Двое местных, пошатываясь, тащили из воды крупного мужчину. Тот обвисал на их руках, мокрая одежда прилипла к телу. Видны были грязные повязки, сквозь которые проступали светло-розовые пятна.
Свен нахмурился:
— А это еще кто?.. У нас нет лекаря. Бросьте его обратно.
Лютеция обернулась. Тонкие брови взлетели в великом удивлении:
— Ой, он сумел переплыть? Благородный Свен, этот человек спас мне жизнь!.. Его нужно обязательно взять, оказать помощь.
А Тревор добавил:
— Если выживет, то у тебя не будет лучшего стрелка из лука.
Свен поколебался. Фарамунд вздрогнул, с усилием поднял голову. Свен несколько мгновений вглядывался в полумертвое лицо. Лютеция затаила дыхание, и все вокруг, казалось, перестало дышать.
— Ладно, — проронил Свен, наконец. — Берите и его. Теддик... где Теддик? Ага, Теддик, проводи наших гостей в левую пристройку. Там ясли для коней еще не поставили?
— Нет, господин.
— Прекрасно. Принеси туда столы. А спать пока придется на сене.
Им дали кров и еду, а для измученных людей, что еще нужно? Вечер перешел в ночь, многие попадали на мягкое душистое сено, сразу проваливаясь в мертвый сон. Когда настало утро, почти все чувствовали себя отдохнувшими: все-таки не у костра спали на голой мокрой земле, а под крышей на сене!

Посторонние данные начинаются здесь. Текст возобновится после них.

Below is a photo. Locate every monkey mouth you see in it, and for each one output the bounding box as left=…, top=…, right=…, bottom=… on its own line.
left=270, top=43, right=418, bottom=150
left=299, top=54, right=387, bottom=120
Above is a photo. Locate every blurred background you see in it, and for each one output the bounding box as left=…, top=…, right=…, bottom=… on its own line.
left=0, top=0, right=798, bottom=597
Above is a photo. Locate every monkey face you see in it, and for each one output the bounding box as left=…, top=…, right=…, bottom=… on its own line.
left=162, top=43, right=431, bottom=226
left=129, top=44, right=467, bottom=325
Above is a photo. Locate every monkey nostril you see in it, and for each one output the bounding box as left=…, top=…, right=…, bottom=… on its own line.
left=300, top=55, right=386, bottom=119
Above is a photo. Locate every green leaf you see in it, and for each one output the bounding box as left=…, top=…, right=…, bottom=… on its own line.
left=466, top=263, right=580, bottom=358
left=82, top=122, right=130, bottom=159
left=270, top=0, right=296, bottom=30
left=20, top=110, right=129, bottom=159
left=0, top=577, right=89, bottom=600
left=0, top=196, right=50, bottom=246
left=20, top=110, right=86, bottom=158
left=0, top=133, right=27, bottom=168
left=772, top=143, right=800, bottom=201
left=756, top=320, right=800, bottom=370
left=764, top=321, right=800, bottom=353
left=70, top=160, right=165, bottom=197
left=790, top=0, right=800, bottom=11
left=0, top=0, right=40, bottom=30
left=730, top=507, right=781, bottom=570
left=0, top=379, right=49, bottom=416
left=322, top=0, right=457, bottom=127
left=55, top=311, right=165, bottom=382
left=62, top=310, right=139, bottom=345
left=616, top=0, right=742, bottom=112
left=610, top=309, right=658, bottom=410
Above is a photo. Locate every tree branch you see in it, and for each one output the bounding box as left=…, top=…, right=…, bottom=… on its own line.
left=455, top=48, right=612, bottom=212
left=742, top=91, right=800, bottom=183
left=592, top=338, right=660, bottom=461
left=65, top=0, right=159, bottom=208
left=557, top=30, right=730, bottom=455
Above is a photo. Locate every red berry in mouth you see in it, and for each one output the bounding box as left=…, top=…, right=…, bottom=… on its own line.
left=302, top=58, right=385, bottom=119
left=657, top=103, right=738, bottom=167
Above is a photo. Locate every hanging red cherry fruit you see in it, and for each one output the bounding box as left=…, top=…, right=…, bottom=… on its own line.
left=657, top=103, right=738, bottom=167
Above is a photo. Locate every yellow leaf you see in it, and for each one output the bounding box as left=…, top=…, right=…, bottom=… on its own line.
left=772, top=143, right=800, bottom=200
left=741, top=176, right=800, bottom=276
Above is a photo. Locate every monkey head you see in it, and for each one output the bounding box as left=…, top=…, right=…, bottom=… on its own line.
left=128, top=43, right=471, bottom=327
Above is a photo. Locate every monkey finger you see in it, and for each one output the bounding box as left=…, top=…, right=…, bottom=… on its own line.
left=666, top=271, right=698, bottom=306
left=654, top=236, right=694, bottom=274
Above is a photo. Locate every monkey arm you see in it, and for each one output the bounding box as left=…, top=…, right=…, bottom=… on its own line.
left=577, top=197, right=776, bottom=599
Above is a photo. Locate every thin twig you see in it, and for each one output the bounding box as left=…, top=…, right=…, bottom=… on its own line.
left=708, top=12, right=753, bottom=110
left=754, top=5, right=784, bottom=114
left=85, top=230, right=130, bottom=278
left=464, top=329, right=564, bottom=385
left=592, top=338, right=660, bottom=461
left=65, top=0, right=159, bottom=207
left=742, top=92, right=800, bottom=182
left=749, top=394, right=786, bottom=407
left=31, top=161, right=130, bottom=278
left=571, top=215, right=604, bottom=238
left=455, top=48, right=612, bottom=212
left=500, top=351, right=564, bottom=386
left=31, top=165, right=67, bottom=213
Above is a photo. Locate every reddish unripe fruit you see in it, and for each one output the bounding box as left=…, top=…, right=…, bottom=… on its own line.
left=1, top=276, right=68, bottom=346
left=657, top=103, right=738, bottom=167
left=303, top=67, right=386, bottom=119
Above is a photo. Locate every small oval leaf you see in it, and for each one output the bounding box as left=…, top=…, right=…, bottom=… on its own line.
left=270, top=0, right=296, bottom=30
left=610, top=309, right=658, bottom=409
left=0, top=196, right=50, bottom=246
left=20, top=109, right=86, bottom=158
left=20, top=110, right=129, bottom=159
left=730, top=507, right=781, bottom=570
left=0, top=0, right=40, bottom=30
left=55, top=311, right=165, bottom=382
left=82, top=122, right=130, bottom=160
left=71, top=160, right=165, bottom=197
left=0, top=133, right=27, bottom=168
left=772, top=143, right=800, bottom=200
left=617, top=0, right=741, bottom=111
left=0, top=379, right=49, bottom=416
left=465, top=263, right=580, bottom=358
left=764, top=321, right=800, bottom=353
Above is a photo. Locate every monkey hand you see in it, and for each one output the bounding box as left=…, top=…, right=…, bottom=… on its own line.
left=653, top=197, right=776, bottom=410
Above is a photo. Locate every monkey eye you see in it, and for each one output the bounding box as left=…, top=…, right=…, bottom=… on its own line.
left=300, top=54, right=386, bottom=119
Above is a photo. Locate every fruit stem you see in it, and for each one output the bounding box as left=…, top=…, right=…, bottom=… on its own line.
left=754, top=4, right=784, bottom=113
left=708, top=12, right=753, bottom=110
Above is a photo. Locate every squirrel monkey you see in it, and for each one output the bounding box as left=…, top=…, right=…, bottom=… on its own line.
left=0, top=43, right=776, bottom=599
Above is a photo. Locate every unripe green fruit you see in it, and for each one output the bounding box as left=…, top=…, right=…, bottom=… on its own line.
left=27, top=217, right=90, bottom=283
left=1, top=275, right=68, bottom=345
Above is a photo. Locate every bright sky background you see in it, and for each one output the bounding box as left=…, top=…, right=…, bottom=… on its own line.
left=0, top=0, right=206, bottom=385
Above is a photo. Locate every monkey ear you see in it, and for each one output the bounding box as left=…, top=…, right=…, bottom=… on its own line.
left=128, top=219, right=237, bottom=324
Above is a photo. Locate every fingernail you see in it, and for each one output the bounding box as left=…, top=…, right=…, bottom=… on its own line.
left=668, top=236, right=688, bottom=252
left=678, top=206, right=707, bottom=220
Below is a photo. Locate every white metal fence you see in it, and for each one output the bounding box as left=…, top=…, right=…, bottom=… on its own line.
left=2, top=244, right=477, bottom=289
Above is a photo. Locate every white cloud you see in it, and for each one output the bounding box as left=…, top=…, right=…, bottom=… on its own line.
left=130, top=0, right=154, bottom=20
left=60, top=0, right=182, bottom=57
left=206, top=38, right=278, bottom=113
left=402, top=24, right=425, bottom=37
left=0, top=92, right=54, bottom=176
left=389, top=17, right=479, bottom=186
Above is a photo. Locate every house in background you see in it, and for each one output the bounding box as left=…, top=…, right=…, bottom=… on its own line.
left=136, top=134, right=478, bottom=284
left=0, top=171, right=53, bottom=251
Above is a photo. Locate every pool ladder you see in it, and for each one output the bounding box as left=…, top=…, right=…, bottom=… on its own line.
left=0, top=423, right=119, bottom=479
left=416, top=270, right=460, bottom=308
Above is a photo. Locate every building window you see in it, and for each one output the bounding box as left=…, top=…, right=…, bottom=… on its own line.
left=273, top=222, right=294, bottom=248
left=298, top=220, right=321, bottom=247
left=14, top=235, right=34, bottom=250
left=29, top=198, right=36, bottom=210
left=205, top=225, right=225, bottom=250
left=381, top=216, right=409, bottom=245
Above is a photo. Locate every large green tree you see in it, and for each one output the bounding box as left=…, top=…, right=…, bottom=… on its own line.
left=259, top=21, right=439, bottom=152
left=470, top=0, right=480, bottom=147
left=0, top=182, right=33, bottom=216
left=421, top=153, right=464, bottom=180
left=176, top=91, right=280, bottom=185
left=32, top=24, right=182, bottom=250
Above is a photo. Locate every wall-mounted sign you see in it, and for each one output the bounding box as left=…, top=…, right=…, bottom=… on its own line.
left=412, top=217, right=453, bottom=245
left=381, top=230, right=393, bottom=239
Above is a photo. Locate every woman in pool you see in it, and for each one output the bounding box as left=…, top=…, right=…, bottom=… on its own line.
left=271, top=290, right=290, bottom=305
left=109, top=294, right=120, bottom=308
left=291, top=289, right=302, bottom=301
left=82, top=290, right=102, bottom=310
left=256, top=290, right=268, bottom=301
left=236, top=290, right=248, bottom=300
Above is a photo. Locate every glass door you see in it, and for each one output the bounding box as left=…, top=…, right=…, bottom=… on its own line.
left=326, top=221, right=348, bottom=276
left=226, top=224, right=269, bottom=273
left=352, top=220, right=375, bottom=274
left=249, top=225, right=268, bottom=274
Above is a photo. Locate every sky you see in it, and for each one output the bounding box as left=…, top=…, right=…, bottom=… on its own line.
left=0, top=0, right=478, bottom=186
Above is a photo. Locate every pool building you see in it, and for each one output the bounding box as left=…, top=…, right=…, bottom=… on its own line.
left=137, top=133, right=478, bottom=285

До самого полудня чинили конскую упряжь, подшивали сапоги. Местные помогали, чем могли, кузнец заново перековал коней, женщины поделились одеждой. Лютеция поблагодарила Свена за гостеприимство, потом вспомнила:
— Мы по дороге подобрали человека... я говорила, он спас мне жизнь! Где он?
От Свена пахло рыбой, словно он не только вышел из моря, но и питался все еще сырой протухшей рыбой. Запах рыбы и плохого пива смешивался в жуткую вонь, Лютеция старалась держаться с подветренной стороны.
— Не тревожься, красавица. Его никто не выгнал.
— А где он?
— Спит и ест с моими слугами. А я их содержу неплохо! Кто хорошо обращается со слугами, тому они верны.
Успокоенная, она повернулась к Тревору:
— Дядя, тебе не кажется, что мы достаточно пользовались гостеприимством благородного Свена? У него своих дел и забот достаточно. Когда ты думаешь, мы сможем выехать завтра утром?
Тревор развел руками:
— Кони отдохнули, а мужчины должны уметь жить без отдыха. Хоть прямо сейчас, моя прелесть!
Свен закусил губу. Острые глаза из-под кустистых бровей смотрели испытующе, на лице проступило колебание.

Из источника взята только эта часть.